Polskie przedsiębiorstwa strategiczne, infrastruktura krytyczna, szpitale, a nawet kancelarie prawne są dzień w dzień bombardowane przez prorosyjskich hakerów. W internecie trwa regularna wojna.
Fala ataków na cele strategiczne i infrastrukturę w naszym kraju rośnie od wielu miesięcy w ekspresowym tempie. Jak dowiedziała się „Rzeczpospolita”, obecnie dochodzi do prawie 3,7 tys. takich uderzeń hakerskich tygodniowo. To absolutny rekord.
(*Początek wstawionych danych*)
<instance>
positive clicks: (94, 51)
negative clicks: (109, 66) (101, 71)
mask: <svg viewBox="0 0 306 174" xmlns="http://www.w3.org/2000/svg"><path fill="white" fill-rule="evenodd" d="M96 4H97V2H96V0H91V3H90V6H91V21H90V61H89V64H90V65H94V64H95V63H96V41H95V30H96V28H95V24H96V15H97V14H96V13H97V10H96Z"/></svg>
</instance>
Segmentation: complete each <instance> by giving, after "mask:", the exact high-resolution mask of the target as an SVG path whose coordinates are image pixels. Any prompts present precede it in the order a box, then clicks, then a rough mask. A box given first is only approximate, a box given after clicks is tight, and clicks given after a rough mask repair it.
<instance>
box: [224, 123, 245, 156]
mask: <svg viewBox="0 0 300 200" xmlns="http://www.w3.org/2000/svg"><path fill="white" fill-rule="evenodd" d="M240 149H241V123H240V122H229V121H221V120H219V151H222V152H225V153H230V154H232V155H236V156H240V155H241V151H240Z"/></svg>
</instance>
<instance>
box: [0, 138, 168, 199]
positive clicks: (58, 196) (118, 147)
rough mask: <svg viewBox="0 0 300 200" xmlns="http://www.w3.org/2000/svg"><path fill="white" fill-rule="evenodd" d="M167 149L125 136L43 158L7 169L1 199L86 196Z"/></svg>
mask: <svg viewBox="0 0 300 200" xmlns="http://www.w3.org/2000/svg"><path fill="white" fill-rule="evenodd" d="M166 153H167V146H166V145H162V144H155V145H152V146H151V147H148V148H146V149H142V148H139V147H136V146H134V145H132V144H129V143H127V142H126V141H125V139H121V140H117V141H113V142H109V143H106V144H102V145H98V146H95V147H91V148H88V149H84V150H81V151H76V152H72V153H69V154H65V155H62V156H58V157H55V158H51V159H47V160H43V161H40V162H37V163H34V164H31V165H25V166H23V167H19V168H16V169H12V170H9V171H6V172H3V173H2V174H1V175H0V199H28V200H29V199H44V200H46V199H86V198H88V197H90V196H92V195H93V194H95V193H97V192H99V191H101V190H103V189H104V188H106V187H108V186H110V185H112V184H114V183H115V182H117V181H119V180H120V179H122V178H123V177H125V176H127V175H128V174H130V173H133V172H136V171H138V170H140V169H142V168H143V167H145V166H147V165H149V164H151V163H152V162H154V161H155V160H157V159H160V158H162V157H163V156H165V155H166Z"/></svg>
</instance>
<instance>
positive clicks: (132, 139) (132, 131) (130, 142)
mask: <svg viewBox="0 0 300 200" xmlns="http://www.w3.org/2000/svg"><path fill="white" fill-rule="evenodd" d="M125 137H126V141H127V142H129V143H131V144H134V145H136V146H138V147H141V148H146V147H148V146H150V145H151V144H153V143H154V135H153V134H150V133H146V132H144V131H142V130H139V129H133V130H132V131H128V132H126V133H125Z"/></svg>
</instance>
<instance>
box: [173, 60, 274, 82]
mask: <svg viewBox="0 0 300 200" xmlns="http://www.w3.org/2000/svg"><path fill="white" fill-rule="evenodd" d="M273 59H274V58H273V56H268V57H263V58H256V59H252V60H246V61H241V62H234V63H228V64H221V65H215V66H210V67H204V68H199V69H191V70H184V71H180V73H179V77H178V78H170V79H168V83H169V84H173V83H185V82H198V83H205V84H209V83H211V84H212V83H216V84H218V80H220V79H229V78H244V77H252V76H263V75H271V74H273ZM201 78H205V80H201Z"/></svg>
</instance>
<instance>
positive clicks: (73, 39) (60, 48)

Dowodem zagrożenia jest ubiegłotygodniowa kampania wymierzona w producenta nawozów z Polic. Powiązana z Kremlem grupa Killnet włamała się do zakładowej sieci, paraliżując niektóre systemy. Hakerów finalnie udało się odeprzeć, ale nie oznacza to końca wojny w przestrzeni internetowej.
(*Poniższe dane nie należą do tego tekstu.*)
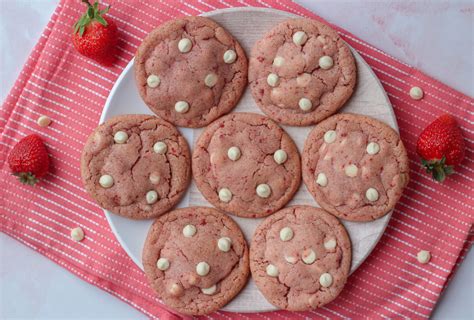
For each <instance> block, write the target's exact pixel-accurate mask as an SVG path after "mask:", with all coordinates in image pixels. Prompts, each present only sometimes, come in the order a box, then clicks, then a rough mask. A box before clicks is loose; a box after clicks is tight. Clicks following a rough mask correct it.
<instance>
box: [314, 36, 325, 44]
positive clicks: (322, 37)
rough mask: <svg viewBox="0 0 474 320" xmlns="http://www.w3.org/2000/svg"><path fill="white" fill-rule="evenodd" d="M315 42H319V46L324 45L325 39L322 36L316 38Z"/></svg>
mask: <svg viewBox="0 0 474 320" xmlns="http://www.w3.org/2000/svg"><path fill="white" fill-rule="evenodd" d="M316 40H318V41H319V42H321V44H325V43H326V39H325V38H324V36H317V37H316Z"/></svg>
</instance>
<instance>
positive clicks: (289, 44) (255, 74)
mask: <svg viewBox="0 0 474 320" xmlns="http://www.w3.org/2000/svg"><path fill="white" fill-rule="evenodd" d="M356 78H357V74H356V65H355V61H354V58H353V56H352V54H351V52H350V49H349V47H348V46H347V45H346V44H345V43H344V41H343V40H342V39H341V38H340V37H339V35H338V34H337V32H336V31H334V30H333V29H331V28H330V27H329V26H327V25H325V24H323V23H321V22H318V21H316V20H311V19H291V20H287V21H284V22H282V23H280V24H278V25H277V26H275V27H274V28H273V29H271V30H270V31H269V32H268V33H267V34H266V35H265V36H264V37H263V38H262V39H261V40H259V41H258V42H257V43H256V44H255V45H254V47H253V49H252V53H251V56H250V63H249V82H250V87H251V90H252V95H253V97H254V99H255V101H256V102H257V104H258V106H259V107H260V108H261V109H262V111H263V112H265V113H266V114H267V115H268V116H269V117H270V118H272V119H273V120H275V121H277V122H279V123H283V124H289V125H295V126H306V125H311V124H315V123H317V122H319V121H321V120H323V119H325V118H326V117H328V116H330V115H331V114H333V113H335V112H336V111H337V110H338V109H339V108H340V107H342V105H343V104H344V103H345V102H346V101H347V100H348V99H349V97H350V96H351V95H352V92H353V90H354V86H355V83H356Z"/></svg>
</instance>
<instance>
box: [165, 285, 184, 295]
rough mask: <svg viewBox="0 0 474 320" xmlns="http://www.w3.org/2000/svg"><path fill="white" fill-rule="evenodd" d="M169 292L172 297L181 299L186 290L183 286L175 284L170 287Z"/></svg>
mask: <svg viewBox="0 0 474 320" xmlns="http://www.w3.org/2000/svg"><path fill="white" fill-rule="evenodd" d="M168 291H169V293H170V294H171V295H172V296H175V297H179V296H180V295H182V294H183V292H184V289H183V286H182V285H180V284H179V283H173V284H172V285H171V286H170V287H169V289H168Z"/></svg>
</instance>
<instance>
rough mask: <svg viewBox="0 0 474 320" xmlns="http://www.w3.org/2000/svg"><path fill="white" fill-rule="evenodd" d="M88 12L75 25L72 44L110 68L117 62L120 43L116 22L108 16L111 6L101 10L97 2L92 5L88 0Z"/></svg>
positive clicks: (88, 56)
mask: <svg viewBox="0 0 474 320" xmlns="http://www.w3.org/2000/svg"><path fill="white" fill-rule="evenodd" d="M82 2H84V3H85V4H87V11H86V13H84V14H83V15H82V16H81V18H80V19H79V20H78V21H77V22H76V23H75V24H74V30H73V33H72V42H73V44H74V47H75V48H76V50H77V51H78V52H79V53H80V54H82V55H84V56H86V57H88V58H91V59H93V60H95V61H97V62H99V63H101V64H103V65H107V66H110V65H112V64H113V61H114V60H115V51H116V46H117V42H118V29H117V25H116V24H115V22H114V21H113V20H112V19H110V18H109V17H107V16H106V14H107V12H108V11H109V9H110V6H108V7H107V8H105V9H103V10H100V8H99V3H98V2H97V1H96V2H95V3H94V5H91V4H90V3H89V1H88V0H82Z"/></svg>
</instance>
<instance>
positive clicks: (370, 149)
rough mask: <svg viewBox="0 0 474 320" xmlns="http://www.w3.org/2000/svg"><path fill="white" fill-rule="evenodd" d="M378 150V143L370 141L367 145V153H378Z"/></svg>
mask: <svg viewBox="0 0 474 320" xmlns="http://www.w3.org/2000/svg"><path fill="white" fill-rule="evenodd" d="M379 151H380V146H379V145H378V143H375V142H370V143H369V144H368V145H367V153H368V154H371V155H374V154H377V153H379Z"/></svg>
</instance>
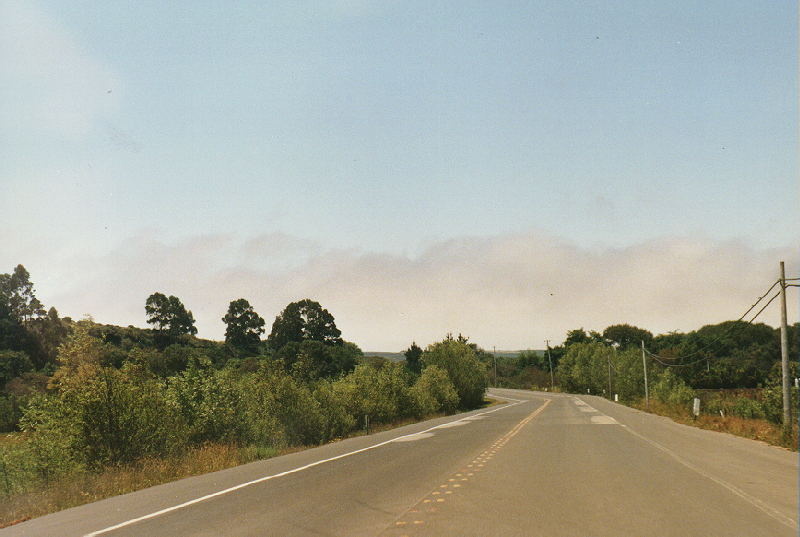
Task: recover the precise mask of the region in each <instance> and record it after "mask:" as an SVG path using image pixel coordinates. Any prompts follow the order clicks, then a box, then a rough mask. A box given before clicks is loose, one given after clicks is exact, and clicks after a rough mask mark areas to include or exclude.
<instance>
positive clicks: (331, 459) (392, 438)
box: [83, 396, 529, 537]
mask: <svg viewBox="0 0 800 537" xmlns="http://www.w3.org/2000/svg"><path fill="white" fill-rule="evenodd" d="M500 397H502V396H500ZM503 398H504V399H508V400H512V401H515V402H514V403H511V404H509V405H503V406H501V407H498V408H495V409H492V410H486V411H483V412H479V413H477V414H473V415H472V416H485V415H488V414H492V413H494V412H497V411H499V410H504V409H507V408H511V407H514V406H517V405H519V404H522V403H526V402H529V400H522V399H511V398H510V397H508V398H506V397H503ZM463 419H464V418H459V419H457V420H453V421H449V422H447V423H442V424H441V425H435V426H433V427H430V428H428V429H425V430H424V431H419V432H416V433H410V434H405V435H402V436H398V437H397V438H392V439H390V440H385V441H383V442H379V443H377V444H373V445H371V446H367V447H365V448H361V449H356V450H354V451H349V452H347V453H342V454H341V455H337V456H335V457H330V458H328V459H322V460H319V461H314V462H312V463H309V464H306V465H304V466H299V467H297V468H293V469H291V470H286V471H285V472H279V473H277V474H272V475H267V476H264V477H260V478H258V479H254V480H252V481H247V482H245V483H240V484H238V485H234V486H232V487H228V488H226V489H223V490H219V491H217V492H212V493H211V494H206V495H205V496H200V497H199V498H195V499H193V500H189V501H186V502H183V503H179V504H177V505H173V506H171V507H166V508H164V509H160V510H158V511H154V512H152V513H148V514H146V515H142V516H140V517H136V518H131V519H129V520H126V521H124V522H120V523H119V524H114V525H113V526H108V527H107V528H103V529H100V530H96V531H93V532H91V533H87V534H86V535H84V536H83V537H96V536H98V535H102V534H104V533H109V532H111V531H114V530H118V529H120V528H124V527H126V526H130V525H132V524H136V523H137V522H142V521H144V520H149V519H151V518H156V517H159V516H161V515H165V514H167V513H171V512H173V511H177V510H179V509H183V508H185V507H189V506H191V505H195V504H197V503H200V502H204V501H206V500H210V499H212V498H216V497H218V496H223V495H225V494H230V493H231V492H235V491H237V490H239V489H243V488H245V487H249V486H251V485H257V484H258V483H263V482H265V481H269V480H272V479H276V478H279V477H283V476H286V475H290V474H296V473H297V472H302V471H303V470H308V469H309V468H313V467H315V466H319V465H321V464H325V463H328V462H333V461H337V460H339V459H344V458H345V457H350V456H352V455H357V454H358V453H364V452H365V451H371V450H373V449H377V448H379V447H383V446H385V445H387V444H391V443H392V442H398V441H400V442H402V441H403V439H406V438H409V437H412V436H416V435H421V434H425V433H428V432H430V431H435V430H436V429H442V428H444V427H447V426H450V424H452V423H455V422H459V421H461V420H463ZM466 423H467V422H464V423H462V424H466Z"/></svg>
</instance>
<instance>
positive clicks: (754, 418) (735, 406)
mask: <svg viewBox="0 0 800 537" xmlns="http://www.w3.org/2000/svg"><path fill="white" fill-rule="evenodd" d="M730 412H731V414H733V415H735V416H739V417H740V418H748V419H764V417H765V413H764V406H763V405H762V404H761V403H760V402H759V401H756V400H754V399H749V398H747V397H737V398H736V399H735V400H734V402H733V405H732V406H731V409H730Z"/></svg>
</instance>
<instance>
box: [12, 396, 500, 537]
mask: <svg viewBox="0 0 800 537" xmlns="http://www.w3.org/2000/svg"><path fill="white" fill-rule="evenodd" d="M498 404H503V402H501V401H497V400H495V399H490V398H487V399H485V400H484V405H483V406H484V407H488V406H494V405H498ZM444 415H445V414H435V415H432V416H428V417H426V418H425V419H426V420H427V419H434V418H438V417H442V416H444ZM418 421H420V420H414V419H409V418H407V419H403V420H398V421H396V422H394V423H391V424H377V425H376V426H374V427H370V433H373V434H374V433H378V432H381V431H386V430H390V429H394V428H397V427H402V426H403V425H409V424H412V423H416V422H418ZM364 434H366V433H365V431H363V430H361V431H356V432H354V433H353V434H351V435H350V437H354V436H362V435H364ZM25 441H26V439H25V435H24V434H22V433H7V434H2V435H0V451H1V450H3V449H13V448H14V447H15V446H21V445H22V443H24V442H25ZM310 447H315V446H303V447H290V448H284V449H280V450H278V449H269V448H267V449H264V448H259V449H256V448H254V447H249V448H240V447H237V446H233V445H227V444H206V445H204V446H201V447H199V448H194V449H190V450H189V451H187V452H186V453H184V454H183V455H181V456H175V457H169V458H147V459H142V460H140V461H137V462H136V463H135V464H128V465H119V466H114V467H109V468H104V469H103V470H102V471H100V472H82V473H78V474H73V475H70V476H68V477H65V478H62V479H58V480H55V481H51V482H48V483H47V484H46V485H45V486H44V487H40V488H38V489H36V490H30V491H25V492H21V493H16V494H8V492H10V490H8V489H11V488H12V487H13V486H14V484H12V483H11V480H12V479H13V476H11V475H9V473H8V472H7V470H6V467H5V465H4V464H3V461H2V459H0V490H3V491H5V492H6V495H5V497H4V498H3V502H2V503H0V528H3V527H7V526H10V525H12V524H16V523H19V522H23V521H25V520H29V519H31V518H35V517H38V516H42V515H46V514H48V513H54V512H56V511H61V510H62V509H68V508H70V507H75V506H78V505H83V504H86V503H91V502H95V501H98V500H102V499H104V498H110V497H112V496H117V495H120V494H127V493H129V492H135V491H137V490H141V489H145V488H148V487H152V486H155V485H160V484H162V483H168V482H170V481H176V480H178V479H183V478H185V477H190V476H194V475H200V474H205V473H210V472H216V471H218V470H224V469H226V468H232V467H234V466H239V465H241V464H246V463H249V462H253V461H257V460H263V459H268V458H270V457H274V456H278V455H285V454H288V453H293V452H296V451H300V450H302V449H308V448H310Z"/></svg>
Wręcz przeciwnie – izraelska firma CheckPoint, zajmująca się bezpieczeństwem IT, informuje „Rzeczpospolitą”, że cyberprzestępcy nad Wisłą uderzają szeroko: na ich celowniku są sektor finansów i banki (1216 ataków tygodniowo), instytucje rządowe (1080) i relatywnie najsłabsze ogniwo – szpitale (1669). W ciągu roku liczba cyberataków na instytucje medyczne w Polsce skoczyła o 60 proc. To łatwy cel, bo zabezpieczenia IT w tych placówkach wciąż nie mogą się równać z tymi w bankach czy firmach energetycznych.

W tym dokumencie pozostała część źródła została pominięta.